Falls prevention

In New Zealand, about 1 in 3 people over the age of 65 will have a fall every year. Older people are more likely to fall because of weaker legs, poor balance, eyesight problems, nutritional deficiencies, hazards in the environment, or side effects from medications. Falls can cause serious injury in older people, and in some cases can result in death. A focus on falls prevention can improve your safety and confidence.

The fall cycle

If you have previously had falls, you may have lost confidence in your abilities and restrict the activities you participate in to avoid future falls. However, this can lead to a cycle of declination in ability. Participating in less activities for fear of falling can lead to decreased muscle strength and poor balance, which increases your risk of falling in the future. Instead, if you have a fall it is better to focus on maintaining activity to build muscle strength, balance, and coordination, and to improve your blood pressure, blood sugar levels, and weight.

Exercise

Participating in balance and strength-building exercises can help prevent future falls. The Steady As You Go© programme is a fun, weekly, and social exercise class for older people. It helps to build strength and improve balance in a social environment. A small cost of $3 is involved to help with renting a space for the programme. If you are interested in joining a class, contact your local Age Concern.

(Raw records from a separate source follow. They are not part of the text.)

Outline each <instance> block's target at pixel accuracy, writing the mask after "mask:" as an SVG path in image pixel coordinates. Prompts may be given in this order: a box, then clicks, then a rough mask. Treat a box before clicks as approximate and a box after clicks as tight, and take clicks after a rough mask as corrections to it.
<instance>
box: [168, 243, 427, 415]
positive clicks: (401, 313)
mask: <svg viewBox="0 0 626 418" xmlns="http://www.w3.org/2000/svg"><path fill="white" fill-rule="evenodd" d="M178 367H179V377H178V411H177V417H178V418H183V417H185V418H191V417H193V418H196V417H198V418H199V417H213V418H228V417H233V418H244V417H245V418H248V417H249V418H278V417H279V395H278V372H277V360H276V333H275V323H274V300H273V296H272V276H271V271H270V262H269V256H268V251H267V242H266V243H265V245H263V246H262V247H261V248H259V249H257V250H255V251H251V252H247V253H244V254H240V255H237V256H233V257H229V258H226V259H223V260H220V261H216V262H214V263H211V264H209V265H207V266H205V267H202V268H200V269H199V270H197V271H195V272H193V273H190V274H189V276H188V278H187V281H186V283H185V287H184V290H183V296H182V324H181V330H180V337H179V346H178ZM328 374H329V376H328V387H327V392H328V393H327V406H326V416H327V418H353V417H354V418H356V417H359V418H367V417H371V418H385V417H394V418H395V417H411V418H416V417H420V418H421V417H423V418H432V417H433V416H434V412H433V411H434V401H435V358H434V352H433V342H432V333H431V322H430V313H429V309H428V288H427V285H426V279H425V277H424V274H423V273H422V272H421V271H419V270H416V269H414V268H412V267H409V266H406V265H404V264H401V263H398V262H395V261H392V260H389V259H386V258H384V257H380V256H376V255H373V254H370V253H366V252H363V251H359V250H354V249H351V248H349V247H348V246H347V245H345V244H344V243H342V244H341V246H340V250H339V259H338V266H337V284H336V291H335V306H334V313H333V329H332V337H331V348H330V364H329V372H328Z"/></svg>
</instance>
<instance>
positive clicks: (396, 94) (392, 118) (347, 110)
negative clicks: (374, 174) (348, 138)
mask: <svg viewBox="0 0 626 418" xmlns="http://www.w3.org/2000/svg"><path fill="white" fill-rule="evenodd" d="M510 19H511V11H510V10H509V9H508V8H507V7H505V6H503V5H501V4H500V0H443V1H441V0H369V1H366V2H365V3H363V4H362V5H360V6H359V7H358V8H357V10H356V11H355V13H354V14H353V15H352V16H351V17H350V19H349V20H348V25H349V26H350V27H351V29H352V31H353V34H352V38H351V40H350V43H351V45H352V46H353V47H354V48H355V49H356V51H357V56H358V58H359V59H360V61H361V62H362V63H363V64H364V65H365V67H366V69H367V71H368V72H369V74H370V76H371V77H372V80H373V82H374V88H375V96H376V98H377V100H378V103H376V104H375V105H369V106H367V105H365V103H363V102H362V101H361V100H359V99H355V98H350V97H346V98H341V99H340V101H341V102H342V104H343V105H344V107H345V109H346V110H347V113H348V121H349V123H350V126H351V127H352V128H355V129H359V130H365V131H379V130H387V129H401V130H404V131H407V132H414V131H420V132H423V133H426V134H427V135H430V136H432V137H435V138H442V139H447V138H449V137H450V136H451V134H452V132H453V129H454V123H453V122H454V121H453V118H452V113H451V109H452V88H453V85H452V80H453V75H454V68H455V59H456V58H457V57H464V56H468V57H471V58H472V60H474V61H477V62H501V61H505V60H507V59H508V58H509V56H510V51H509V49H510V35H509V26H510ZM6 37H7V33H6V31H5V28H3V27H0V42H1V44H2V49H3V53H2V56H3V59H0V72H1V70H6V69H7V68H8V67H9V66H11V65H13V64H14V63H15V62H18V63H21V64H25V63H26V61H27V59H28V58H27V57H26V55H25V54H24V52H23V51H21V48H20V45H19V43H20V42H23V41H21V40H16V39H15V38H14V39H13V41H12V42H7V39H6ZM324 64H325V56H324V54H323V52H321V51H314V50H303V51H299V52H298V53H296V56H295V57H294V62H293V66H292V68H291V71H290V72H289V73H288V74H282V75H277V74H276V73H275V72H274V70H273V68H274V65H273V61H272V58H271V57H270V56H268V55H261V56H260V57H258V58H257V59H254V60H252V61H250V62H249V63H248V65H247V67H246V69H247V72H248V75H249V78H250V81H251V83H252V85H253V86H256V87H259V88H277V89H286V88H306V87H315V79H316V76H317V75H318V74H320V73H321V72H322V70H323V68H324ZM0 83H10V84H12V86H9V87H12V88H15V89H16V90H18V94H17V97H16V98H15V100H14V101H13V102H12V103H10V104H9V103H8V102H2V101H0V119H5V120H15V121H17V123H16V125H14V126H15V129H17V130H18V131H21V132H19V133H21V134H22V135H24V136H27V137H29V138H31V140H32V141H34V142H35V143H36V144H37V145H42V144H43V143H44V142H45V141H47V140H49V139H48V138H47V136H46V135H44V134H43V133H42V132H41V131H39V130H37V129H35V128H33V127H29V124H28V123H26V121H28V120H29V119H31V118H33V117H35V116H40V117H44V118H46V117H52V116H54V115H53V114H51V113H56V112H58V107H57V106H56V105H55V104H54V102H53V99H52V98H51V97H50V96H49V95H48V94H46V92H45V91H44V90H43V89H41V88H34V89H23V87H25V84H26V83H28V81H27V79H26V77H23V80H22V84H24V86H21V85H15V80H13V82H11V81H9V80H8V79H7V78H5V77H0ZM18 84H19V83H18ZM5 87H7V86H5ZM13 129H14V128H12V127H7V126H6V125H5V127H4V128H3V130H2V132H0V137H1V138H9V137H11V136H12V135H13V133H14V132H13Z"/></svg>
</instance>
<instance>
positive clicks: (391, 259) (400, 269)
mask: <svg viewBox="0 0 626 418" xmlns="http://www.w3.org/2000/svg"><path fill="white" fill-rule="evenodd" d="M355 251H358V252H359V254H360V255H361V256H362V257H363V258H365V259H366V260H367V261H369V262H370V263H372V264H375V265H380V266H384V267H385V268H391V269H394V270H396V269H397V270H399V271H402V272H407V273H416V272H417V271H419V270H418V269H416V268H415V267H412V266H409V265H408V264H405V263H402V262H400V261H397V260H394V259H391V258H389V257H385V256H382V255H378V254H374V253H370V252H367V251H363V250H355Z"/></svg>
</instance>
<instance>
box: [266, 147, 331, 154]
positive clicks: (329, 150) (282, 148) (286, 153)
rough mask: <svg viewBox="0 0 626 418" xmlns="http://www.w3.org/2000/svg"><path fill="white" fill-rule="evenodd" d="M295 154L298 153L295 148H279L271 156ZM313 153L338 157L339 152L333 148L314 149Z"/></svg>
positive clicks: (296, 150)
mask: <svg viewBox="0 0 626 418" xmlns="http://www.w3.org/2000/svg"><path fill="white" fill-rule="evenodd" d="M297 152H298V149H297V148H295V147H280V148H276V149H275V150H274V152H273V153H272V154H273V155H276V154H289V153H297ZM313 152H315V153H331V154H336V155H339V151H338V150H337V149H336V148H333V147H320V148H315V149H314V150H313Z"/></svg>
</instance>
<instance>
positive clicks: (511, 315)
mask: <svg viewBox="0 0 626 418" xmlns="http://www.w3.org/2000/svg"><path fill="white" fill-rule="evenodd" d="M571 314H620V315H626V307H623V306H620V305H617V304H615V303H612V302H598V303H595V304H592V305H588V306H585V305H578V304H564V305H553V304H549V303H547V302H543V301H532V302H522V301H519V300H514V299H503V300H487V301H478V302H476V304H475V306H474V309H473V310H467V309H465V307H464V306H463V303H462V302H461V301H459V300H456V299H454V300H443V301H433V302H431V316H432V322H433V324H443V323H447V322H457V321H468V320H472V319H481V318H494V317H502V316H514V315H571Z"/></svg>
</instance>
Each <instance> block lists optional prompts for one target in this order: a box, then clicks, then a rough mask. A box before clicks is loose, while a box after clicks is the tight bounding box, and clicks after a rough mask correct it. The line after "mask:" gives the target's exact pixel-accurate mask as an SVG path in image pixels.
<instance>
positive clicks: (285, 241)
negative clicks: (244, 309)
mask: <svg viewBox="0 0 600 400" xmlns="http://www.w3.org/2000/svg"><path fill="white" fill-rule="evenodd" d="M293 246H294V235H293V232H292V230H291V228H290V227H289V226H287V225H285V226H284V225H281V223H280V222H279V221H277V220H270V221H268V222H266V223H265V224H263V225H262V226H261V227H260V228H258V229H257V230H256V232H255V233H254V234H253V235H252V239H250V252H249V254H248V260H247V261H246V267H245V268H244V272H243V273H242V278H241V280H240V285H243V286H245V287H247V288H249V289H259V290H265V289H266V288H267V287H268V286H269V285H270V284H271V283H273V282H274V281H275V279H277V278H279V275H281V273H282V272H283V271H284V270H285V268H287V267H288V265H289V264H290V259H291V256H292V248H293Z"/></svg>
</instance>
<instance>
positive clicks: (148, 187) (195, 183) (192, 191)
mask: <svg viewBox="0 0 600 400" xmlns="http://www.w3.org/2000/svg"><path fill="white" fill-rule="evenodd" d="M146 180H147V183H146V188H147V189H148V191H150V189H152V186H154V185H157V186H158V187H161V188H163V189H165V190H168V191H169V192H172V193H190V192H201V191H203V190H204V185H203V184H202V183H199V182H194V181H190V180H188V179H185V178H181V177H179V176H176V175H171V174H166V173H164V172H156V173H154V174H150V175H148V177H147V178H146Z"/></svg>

If you are interested in other community classes aimed at older people, the Live Stronger for Longer campaign, supported by ACC and the Ministry of Health, has a helpful page to find classes near you. You can search for strength and balance classes here.

To learn more about staying active and exercising, check here.

Tips to keep from losing balance

If you know you are likely to have a fall, there are some measures you can take to keep from losing your balance. These include:

  • Having a call bell or button within reach
  • Taking your time to get up
  • Asking for assistance if you need it, particularly if you feel dizzy, weak, or light-headed
  • Avoiding wet or slippery floors
  • Wearing well-fitting shoes
  • Using handrails in hallways and bathrooms
  • Using your walking aids appropriately
  • Having a night light or easily accessible light for getting up at night
  • No using an IV pole, tray table, or easily moveable object to steady yourself

Reducing hazards

To avoid falls in your home, it is important to limit the hazards in your environment to make it safer for you to get around. Some common ways to reduce hazards in a home include:

  • Limiting rugs, especially ones with frayed or rolling edges and ones that slide when you walk on them
  • Having non-slip bath or shower mats
  • Installing handrails in bathrooms and hallways
  • Having a telephone within reach of your chair or bed
  • Ensuring electrical cords do not cross walkways
  • Having adequate lighting

After a fall

Despite prevention measures, there is still a chance that you may fall at some point. If you do fall at home, it is important to stay calm.

If you think you can get up, you should bend your knees, roll onto your side, and get onto all fours. If you can crawl towards a sturdy chair, you can use the chair as support to get yourself seated. Rest as much as you need in this process and try again if you need to.

If you cannot get up, try to roll or crawl towards a phone. You can also call out to a neighbour. If you are at risk of falls, you may want to consider a personal medical alarm to call for help in the event of a fall.

After a fall, it is important to visit your doctor to get assessed for injuries, and to assess strength and balance to help prevent further falls.